Quelle est l’expérience d’Ubisoft dans le Web3 ?
Nous avons commencé par nous intéresser aux infrastructures en opérant de nombreux nœuds sur des blockchains. Cela allait de solutions dites de “layer 1” comme Tezos ou Chronos, jusqu’à Aleph ou Ultra qui est spécialisée dans le gaming. Pour nous c’était une excellente manière d’explorer des partenariats. Nous avons ensuite lancé fin 2021 Quartz, notre plateforme de distribution de NFTs. C’était un grand test technique qui nous a permis de nous confronter au réel en faisant des drops gratuits de NFTs. Enfin, notre programme de start-up a été une réussite car nous avons incubé pas mal de belles entreprises à leurs débuts, comme Sorare ou Oxya Origin plus récemment.
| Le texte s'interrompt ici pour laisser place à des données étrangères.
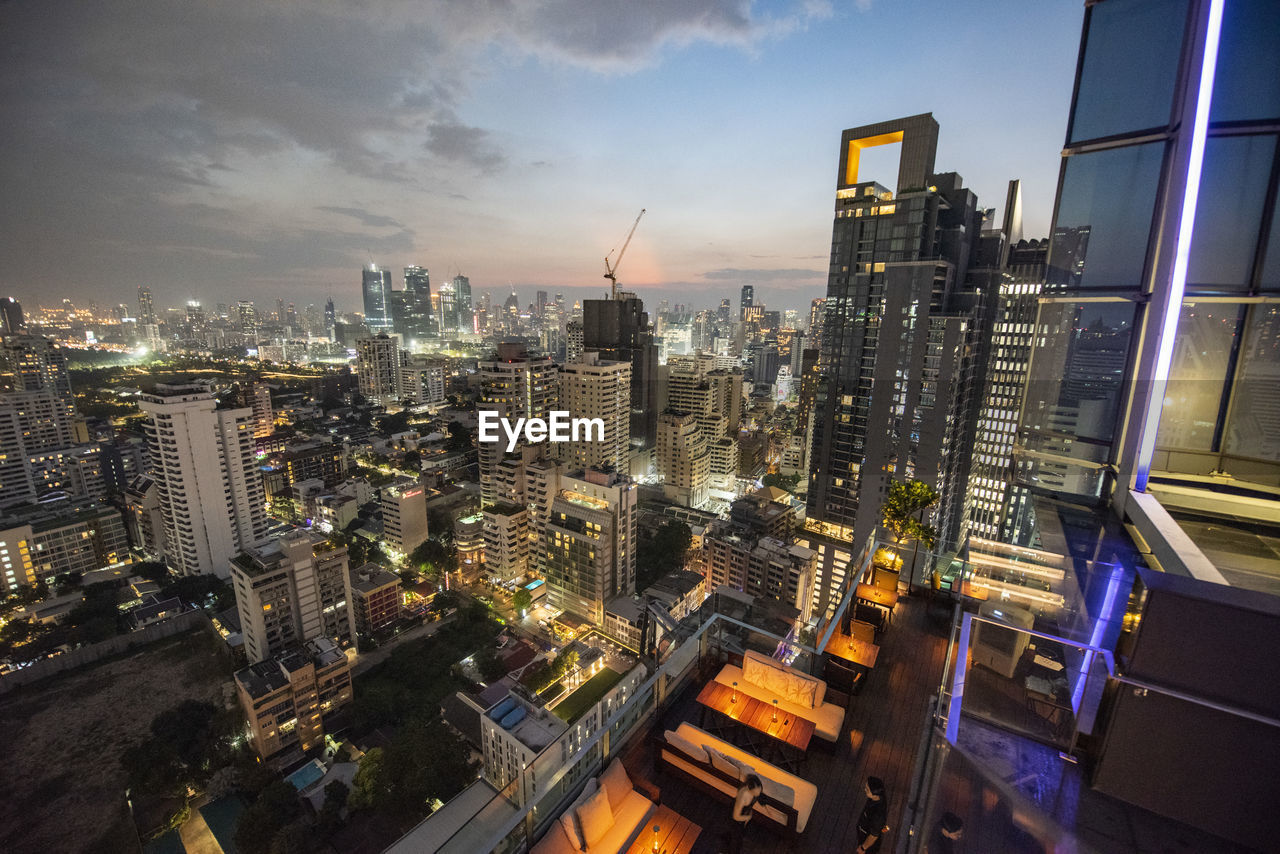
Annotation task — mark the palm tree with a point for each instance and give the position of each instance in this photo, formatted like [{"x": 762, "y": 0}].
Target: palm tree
[{"x": 903, "y": 515}]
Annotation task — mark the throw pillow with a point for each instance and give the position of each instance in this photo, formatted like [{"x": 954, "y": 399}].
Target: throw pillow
[
  {"x": 616, "y": 782},
  {"x": 727, "y": 765},
  {"x": 568, "y": 818},
  {"x": 597, "y": 817},
  {"x": 685, "y": 745}
]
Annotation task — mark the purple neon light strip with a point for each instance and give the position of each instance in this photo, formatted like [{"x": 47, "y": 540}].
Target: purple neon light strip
[{"x": 1182, "y": 252}]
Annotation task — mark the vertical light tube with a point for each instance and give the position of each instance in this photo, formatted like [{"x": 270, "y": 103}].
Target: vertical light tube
[{"x": 1182, "y": 251}]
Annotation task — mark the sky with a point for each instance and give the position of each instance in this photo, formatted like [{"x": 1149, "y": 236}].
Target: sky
[{"x": 236, "y": 149}]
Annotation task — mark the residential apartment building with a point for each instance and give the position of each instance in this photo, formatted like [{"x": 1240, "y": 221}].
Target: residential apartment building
[
  {"x": 589, "y": 542},
  {"x": 506, "y": 540},
  {"x": 205, "y": 467},
  {"x": 378, "y": 368},
  {"x": 287, "y": 697},
  {"x": 295, "y": 589},
  {"x": 684, "y": 459},
  {"x": 593, "y": 388},
  {"x": 405, "y": 516},
  {"x": 376, "y": 598},
  {"x": 39, "y": 542}
]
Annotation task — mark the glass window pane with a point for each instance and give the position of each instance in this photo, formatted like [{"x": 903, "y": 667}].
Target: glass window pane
[
  {"x": 1253, "y": 429},
  {"x": 1229, "y": 211},
  {"x": 1247, "y": 80},
  {"x": 1104, "y": 218},
  {"x": 1270, "y": 278},
  {"x": 1078, "y": 369},
  {"x": 1197, "y": 375},
  {"x": 1129, "y": 67}
]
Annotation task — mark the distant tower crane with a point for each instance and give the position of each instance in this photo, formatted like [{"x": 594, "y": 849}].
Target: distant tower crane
[{"x": 611, "y": 270}]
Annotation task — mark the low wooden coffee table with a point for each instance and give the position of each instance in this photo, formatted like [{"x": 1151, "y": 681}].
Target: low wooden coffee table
[
  {"x": 789, "y": 730},
  {"x": 886, "y": 599},
  {"x": 676, "y": 834},
  {"x": 851, "y": 649}
]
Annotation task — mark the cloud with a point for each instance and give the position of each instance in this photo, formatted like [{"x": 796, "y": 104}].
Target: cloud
[
  {"x": 373, "y": 220},
  {"x": 206, "y": 144},
  {"x": 746, "y": 277},
  {"x": 464, "y": 144}
]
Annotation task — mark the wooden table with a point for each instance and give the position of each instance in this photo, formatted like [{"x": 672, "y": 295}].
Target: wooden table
[
  {"x": 676, "y": 834},
  {"x": 789, "y": 730},
  {"x": 972, "y": 590},
  {"x": 853, "y": 649},
  {"x": 886, "y": 599}
]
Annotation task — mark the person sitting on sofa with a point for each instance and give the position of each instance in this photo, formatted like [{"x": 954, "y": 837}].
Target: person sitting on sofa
[{"x": 744, "y": 807}]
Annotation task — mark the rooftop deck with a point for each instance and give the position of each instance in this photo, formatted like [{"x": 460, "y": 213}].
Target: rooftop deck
[{"x": 881, "y": 736}]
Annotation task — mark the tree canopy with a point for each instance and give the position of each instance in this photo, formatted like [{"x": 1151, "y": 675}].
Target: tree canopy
[{"x": 903, "y": 506}]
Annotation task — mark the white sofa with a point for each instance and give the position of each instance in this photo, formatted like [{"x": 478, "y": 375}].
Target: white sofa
[
  {"x": 798, "y": 693},
  {"x": 627, "y": 808},
  {"x": 718, "y": 766}
]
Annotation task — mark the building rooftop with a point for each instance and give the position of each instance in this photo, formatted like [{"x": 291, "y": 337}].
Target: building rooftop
[{"x": 370, "y": 578}]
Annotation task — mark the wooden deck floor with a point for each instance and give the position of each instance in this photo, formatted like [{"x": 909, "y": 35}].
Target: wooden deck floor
[{"x": 881, "y": 736}]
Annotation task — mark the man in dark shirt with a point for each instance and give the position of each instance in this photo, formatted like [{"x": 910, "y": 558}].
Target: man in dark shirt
[{"x": 872, "y": 823}]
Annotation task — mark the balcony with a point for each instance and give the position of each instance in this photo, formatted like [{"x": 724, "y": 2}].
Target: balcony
[{"x": 945, "y": 731}]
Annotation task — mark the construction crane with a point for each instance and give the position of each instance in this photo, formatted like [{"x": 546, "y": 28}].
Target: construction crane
[{"x": 609, "y": 272}]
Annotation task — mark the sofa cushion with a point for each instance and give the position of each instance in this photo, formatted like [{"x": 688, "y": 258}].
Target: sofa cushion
[
  {"x": 616, "y": 781},
  {"x": 568, "y": 818},
  {"x": 827, "y": 718},
  {"x": 595, "y": 817},
  {"x": 721, "y": 762},
  {"x": 781, "y": 680},
  {"x": 684, "y": 744},
  {"x": 780, "y": 785},
  {"x": 629, "y": 821}
]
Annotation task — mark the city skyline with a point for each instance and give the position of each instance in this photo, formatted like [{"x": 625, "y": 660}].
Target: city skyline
[{"x": 266, "y": 158}]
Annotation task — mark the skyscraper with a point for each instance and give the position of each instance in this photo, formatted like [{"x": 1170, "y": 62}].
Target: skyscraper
[
  {"x": 378, "y": 369},
  {"x": 897, "y": 345},
  {"x": 464, "y": 310},
  {"x": 515, "y": 386},
  {"x": 292, "y": 590},
  {"x": 146, "y": 307},
  {"x": 593, "y": 388},
  {"x": 206, "y": 474},
  {"x": 417, "y": 284},
  {"x": 376, "y": 291},
  {"x": 10, "y": 315},
  {"x": 590, "y": 540},
  {"x": 618, "y": 329}
]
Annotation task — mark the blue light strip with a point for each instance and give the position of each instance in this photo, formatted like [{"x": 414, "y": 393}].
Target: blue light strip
[{"x": 1182, "y": 252}]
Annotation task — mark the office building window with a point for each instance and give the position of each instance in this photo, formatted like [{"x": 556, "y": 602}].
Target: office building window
[
  {"x": 1247, "y": 78},
  {"x": 1129, "y": 67},
  {"x": 1104, "y": 218},
  {"x": 1253, "y": 429},
  {"x": 1229, "y": 213},
  {"x": 1197, "y": 377}
]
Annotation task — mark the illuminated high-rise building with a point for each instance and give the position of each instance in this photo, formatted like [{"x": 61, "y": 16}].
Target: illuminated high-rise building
[{"x": 376, "y": 292}]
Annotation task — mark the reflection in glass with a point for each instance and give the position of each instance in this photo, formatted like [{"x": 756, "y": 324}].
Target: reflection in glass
[
  {"x": 1073, "y": 393},
  {"x": 1253, "y": 429},
  {"x": 1233, "y": 190},
  {"x": 1104, "y": 218},
  {"x": 1129, "y": 67},
  {"x": 1247, "y": 80},
  {"x": 1270, "y": 278},
  {"x": 1193, "y": 398}
]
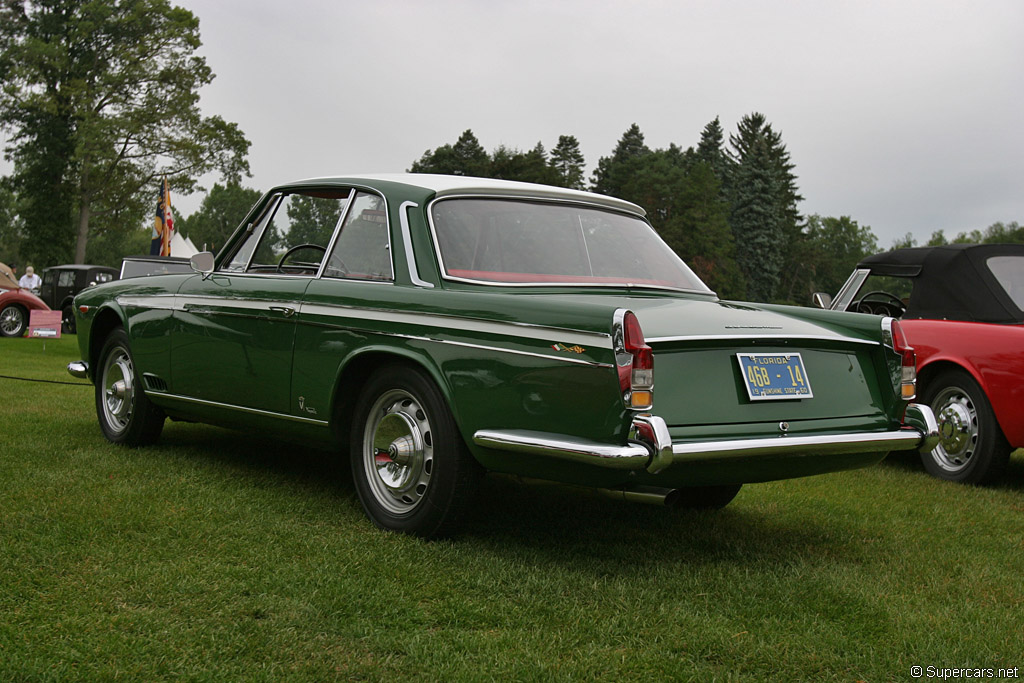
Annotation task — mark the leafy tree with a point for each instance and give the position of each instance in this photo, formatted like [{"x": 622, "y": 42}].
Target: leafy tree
[
  {"x": 1012, "y": 232},
  {"x": 531, "y": 166},
  {"x": 568, "y": 162},
  {"x": 10, "y": 235},
  {"x": 466, "y": 157},
  {"x": 906, "y": 241},
  {"x": 222, "y": 210},
  {"x": 101, "y": 99}
]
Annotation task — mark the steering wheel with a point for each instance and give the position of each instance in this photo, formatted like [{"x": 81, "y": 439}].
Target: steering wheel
[
  {"x": 890, "y": 305},
  {"x": 288, "y": 253}
]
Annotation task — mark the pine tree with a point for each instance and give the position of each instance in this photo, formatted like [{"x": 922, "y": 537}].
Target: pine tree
[
  {"x": 568, "y": 163},
  {"x": 613, "y": 172},
  {"x": 765, "y": 220}
]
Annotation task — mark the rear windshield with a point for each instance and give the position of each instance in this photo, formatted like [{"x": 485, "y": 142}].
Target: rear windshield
[
  {"x": 520, "y": 242},
  {"x": 1010, "y": 271}
]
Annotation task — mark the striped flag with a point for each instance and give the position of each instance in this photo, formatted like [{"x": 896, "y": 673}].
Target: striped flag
[{"x": 163, "y": 224}]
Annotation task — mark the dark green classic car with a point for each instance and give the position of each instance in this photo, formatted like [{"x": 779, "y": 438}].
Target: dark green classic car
[{"x": 436, "y": 328}]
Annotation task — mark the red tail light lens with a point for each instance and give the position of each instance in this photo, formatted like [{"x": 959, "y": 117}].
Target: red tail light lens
[
  {"x": 908, "y": 361},
  {"x": 636, "y": 364}
]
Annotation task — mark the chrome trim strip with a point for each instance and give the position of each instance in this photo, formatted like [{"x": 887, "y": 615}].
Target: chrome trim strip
[
  {"x": 825, "y": 443},
  {"x": 852, "y": 340},
  {"x": 522, "y": 330},
  {"x": 407, "y": 238},
  {"x": 241, "y": 409},
  {"x": 656, "y": 457},
  {"x": 629, "y": 457}
]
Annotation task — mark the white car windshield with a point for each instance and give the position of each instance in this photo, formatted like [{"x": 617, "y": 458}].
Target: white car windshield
[{"x": 503, "y": 241}]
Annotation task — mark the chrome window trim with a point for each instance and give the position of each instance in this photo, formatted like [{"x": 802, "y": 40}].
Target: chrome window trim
[
  {"x": 354, "y": 189},
  {"x": 849, "y": 289},
  {"x": 337, "y": 230},
  {"x": 407, "y": 238},
  {"x": 242, "y": 409},
  {"x": 547, "y": 200}
]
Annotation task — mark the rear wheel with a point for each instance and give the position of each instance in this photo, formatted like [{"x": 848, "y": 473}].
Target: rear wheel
[
  {"x": 126, "y": 416},
  {"x": 411, "y": 468},
  {"x": 972, "y": 447},
  {"x": 707, "y": 498},
  {"x": 13, "y": 321}
]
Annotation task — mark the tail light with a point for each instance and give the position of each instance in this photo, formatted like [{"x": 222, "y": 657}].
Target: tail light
[
  {"x": 908, "y": 358},
  {"x": 635, "y": 361}
]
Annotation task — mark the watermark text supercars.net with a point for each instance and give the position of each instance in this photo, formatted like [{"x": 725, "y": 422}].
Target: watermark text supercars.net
[{"x": 965, "y": 673}]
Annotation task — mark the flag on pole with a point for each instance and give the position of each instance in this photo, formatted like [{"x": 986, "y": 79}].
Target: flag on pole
[{"x": 163, "y": 224}]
Ubisoft a également investi dans plusieurs projets Web3.
Qu’est-ce qui intéresse le plus Ubisoft ?
Nous sommes des innovateurs et nous explorons toutes les nouvelles technologies lorsqu’elles surgissent. La différence avec beaucoup d’entre elles, c’est que le Web3 implique de lancer des projets sur le marché sinon on passe à côté de l’aspect communautaire. C’est donc une exploration… en conditions réelles ! Ensuite, nous partageons les valeurs de décentralisation et d’une meilleure redistribution de la valeur générée par un jeu. C’est ce que nous avons essayé de porter lors du lancement de notre plateforme Quartz : les joueurs peuvent contribuer à apporter de la valeur et il est normal qu’ils reçoivent une portion de cette valeur générée.
Quels sont vos prochains grands projets ?
Nous allons bientôt sortir notre premier jeu utilisant la technologie Web3, baptisé “Champion Tactics”, un RPG tactique. Il a été développé sur la blockchain Oasys sur laquelle nous opérons un nœud depuis 2022.
Que vous ont apporté vos investissements dans les start-up de gaming Web3 ?
Il était important de nous rapprocher des “pure players” Web3. De comprendre la motivation des entrepreneurs, la manière dont ils abordent les sujets, etc. Mais nous n’avons pas investi au hasard, on a privilégié des projets pour lesquels nous étions confiants dans leur succès. Parmi eux je peux citer Horizon Blockchain Games et sa plateforme de développement Sequence. Ils avaient un intérêt stratégique pour nous car leur wallet est vraiment dédié au gaming. Ensuite nous aimons beaucoup l’approche de Cross The Ages. Avant même de parler de Web3, ils ont un jeu de grande qualité.
Cross The Ages fait beaucoup parler, qu’est-ce qui explique sa popularité ?
Je pense qu’ils ont été meilleurs que beaucoup d’autres car ils délivrent ce qu’ils promettent. Il n’y a pas d’annonces qui ne sont pas suivies des faits. De nombreux projets Web3 promettent beaucoup, comme Star Atlas par exemple, mais ont du mal à délivrer.
Qu’est-ce qui explique l’incapacité de certains projets ?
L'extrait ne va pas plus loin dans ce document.